Lucky Dip, A Fable – Julia Malet

Another brilliant piece from a GUNNAS WRITING MASTERCLASS WRITER.

Once upon a time there was man. Bob was his name. His job was the Lucky Dip at all the country Shows, all the little packages wrapped spotty pink for, starry blue for. Travelling with the show people he drove alone, his rattling Austin Cambridge, two-toned green, pulling the little covered trailer where he lived with the supplies.

Bob never knew what was in the packages. Prewrapped, they were, in starry blue. In spotted pink. The Boss showed up at the end of every Show, topping up the Lucky Dip supplies, collecting the money, doling out Bob’s pay.

Sometimes he saw the paper trampled on the ground.

His favourite time of day was early morning, the sun just arriving and the crowds not yet. When he put on his striped bow tie. His white shirt fresh pressed from under the mattress. Filled the stripy bags, pink for, blue for.

Every day. Every day. Same walk around the other stalls, past the laughing Clowns who sometimes smiled at him and sometimes sneered. Past the Test your Strength stand, listening for the sound of the bell that never came. Past the shooting gallery where the ducks, cheeky, waved at him covertly. Past fairy floss and ring toss.

One day, there was a new stall.

One day, his bow tie straight and shiny, his hair dark and stiff, there was a new stall, tucked between fairy floss and ring toss. Narrow and quite dark, no colour, just a flap of a door and a sign above. “Seeing is Believing,” it said.

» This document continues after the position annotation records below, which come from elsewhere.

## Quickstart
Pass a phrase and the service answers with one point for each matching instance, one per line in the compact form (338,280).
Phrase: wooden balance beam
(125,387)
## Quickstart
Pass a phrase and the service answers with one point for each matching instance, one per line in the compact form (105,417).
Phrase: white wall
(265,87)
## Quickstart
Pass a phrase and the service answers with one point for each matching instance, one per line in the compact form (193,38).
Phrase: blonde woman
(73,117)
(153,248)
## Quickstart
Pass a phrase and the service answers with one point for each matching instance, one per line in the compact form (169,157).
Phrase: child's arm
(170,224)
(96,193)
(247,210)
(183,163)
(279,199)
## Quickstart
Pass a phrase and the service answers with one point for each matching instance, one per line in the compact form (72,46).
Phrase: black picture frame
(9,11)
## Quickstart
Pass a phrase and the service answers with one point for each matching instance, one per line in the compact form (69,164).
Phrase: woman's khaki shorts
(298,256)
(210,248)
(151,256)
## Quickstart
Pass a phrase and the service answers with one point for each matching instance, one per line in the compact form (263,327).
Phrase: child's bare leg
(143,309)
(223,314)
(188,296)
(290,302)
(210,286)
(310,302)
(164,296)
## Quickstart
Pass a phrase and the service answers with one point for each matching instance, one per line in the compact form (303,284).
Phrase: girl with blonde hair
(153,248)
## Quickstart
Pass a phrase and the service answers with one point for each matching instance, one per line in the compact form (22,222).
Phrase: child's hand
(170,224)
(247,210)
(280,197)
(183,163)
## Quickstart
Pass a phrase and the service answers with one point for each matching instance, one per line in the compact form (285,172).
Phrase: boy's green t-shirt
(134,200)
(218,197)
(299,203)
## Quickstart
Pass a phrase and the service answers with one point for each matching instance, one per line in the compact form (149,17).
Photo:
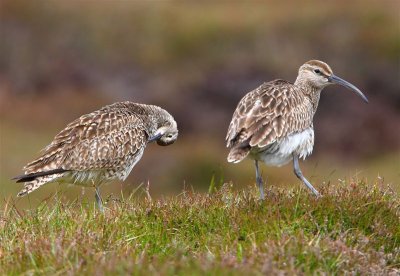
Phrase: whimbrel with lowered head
(274,122)
(100,147)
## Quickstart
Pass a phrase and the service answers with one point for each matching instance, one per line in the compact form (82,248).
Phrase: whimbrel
(100,147)
(274,122)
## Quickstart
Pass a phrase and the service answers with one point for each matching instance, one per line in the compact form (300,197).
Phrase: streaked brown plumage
(101,146)
(274,122)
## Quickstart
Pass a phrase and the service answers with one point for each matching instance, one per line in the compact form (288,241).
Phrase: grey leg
(99,200)
(299,174)
(259,181)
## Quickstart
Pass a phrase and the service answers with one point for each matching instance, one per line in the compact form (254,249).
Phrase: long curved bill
(154,138)
(348,85)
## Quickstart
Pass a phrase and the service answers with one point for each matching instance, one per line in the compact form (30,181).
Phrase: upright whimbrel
(100,147)
(274,122)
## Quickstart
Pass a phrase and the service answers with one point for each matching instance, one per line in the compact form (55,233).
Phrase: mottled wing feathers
(96,140)
(262,117)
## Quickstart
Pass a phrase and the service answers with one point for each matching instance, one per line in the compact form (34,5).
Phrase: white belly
(281,152)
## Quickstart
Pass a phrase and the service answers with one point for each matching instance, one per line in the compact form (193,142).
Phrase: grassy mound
(354,227)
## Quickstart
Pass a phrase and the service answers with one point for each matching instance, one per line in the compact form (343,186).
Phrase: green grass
(354,227)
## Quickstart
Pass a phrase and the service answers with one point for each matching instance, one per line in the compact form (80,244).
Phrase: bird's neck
(309,90)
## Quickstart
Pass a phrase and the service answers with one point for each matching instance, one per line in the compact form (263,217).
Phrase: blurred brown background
(59,60)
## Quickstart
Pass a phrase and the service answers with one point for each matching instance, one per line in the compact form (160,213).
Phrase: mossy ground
(354,227)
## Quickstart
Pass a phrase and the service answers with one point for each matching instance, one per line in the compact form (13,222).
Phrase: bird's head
(166,133)
(319,74)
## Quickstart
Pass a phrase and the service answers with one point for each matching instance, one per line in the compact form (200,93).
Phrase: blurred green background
(62,59)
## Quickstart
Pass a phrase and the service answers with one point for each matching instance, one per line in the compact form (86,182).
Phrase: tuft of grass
(353,228)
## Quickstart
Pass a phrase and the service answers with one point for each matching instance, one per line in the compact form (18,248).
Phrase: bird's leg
(99,201)
(259,181)
(299,174)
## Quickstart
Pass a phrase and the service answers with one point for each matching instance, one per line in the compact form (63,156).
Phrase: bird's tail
(32,183)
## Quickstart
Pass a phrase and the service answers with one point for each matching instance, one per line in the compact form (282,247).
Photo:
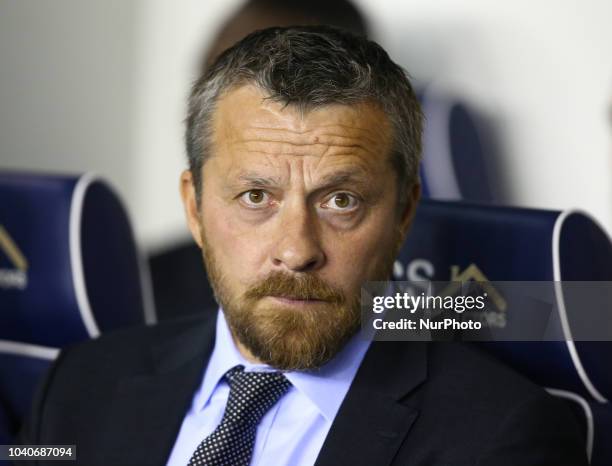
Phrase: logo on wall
(17,275)
(422,271)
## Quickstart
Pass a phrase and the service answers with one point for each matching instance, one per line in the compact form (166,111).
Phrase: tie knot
(252,394)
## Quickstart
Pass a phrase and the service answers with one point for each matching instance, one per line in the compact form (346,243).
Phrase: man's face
(296,213)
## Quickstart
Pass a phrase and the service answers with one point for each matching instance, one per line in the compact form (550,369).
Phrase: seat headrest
(69,267)
(526,245)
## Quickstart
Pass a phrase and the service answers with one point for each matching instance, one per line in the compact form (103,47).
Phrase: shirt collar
(325,387)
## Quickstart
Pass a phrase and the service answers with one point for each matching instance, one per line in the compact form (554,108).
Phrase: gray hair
(308,67)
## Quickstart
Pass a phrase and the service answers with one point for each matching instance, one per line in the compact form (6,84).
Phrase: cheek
(237,249)
(360,253)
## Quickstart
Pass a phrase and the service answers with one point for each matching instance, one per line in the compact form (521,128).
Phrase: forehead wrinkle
(326,134)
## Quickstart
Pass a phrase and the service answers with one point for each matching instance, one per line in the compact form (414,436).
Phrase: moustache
(305,287)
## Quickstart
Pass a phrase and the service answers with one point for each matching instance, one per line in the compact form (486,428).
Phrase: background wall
(101,85)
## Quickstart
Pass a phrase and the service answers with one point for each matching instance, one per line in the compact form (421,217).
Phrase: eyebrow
(336,178)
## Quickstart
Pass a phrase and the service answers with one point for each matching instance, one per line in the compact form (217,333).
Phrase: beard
(290,337)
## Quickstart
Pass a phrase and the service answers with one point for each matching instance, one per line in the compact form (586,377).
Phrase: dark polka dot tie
(252,394)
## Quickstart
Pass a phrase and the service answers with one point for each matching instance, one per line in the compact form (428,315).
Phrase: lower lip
(297,302)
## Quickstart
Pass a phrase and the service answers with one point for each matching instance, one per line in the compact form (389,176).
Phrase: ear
(407,215)
(190,204)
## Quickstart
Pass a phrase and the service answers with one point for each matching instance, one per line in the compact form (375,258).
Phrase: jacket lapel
(372,423)
(148,409)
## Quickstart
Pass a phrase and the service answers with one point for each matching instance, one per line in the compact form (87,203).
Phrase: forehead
(246,122)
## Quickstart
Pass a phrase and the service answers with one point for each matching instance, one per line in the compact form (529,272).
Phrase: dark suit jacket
(122,398)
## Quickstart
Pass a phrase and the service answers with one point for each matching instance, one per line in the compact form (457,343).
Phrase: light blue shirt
(293,431)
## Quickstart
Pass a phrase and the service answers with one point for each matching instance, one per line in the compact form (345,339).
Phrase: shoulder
(122,352)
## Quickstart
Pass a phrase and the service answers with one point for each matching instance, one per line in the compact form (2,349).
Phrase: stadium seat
(481,242)
(69,271)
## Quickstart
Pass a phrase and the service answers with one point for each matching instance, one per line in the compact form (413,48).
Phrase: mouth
(297,301)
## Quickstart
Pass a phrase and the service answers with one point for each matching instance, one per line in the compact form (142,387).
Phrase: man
(176,270)
(303,146)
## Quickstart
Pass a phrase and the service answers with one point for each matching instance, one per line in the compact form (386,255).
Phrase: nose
(298,248)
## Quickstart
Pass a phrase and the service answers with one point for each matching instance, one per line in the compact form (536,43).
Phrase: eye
(342,201)
(254,198)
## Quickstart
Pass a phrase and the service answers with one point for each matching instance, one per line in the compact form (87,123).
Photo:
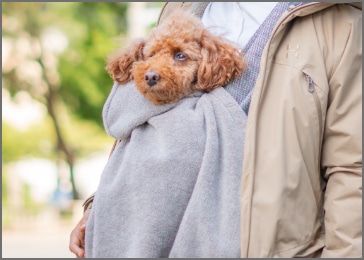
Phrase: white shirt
(236,21)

He wanted, wanted to stop and see but the kiddies clamoured and his bags, blue and pink, were still full.

“Lucky Dip! Lucky Dip,” he cried as he looked back.

Because of that, that dark new stall, he could not sleep. Next morning, when the sun was just arriving, his white shirt was wrinkled, his bow tie dulled and his hair too pale and soft.

“Seeing is Believing,” the sign told him all day. But the kiddies clamoured and his stripy bags were too full.

He wanted to stop.

He wanted to stop and see.

The next day. And the next day and the next his shirt was more wrinkled, his hair softer still, his bow tie dulled and drooping.

He did not sleep

“Seeing is Believing,” the sign said and the kiddies clamoured and his bags were too full.

The morning arrived. The morning of the last day came and the clowns sneered at his faded tie, his floppy hair and the shooting range ducks looked away.

Until finally, he went to see what he believed.

The stall was gone.

Nothing left all but a square of pale, dead grass, a small scrap of the sign above the door.

“See,” it said, in neat black letters.

He picked it up, put it in his pocket and went to fill his lucky dip bags.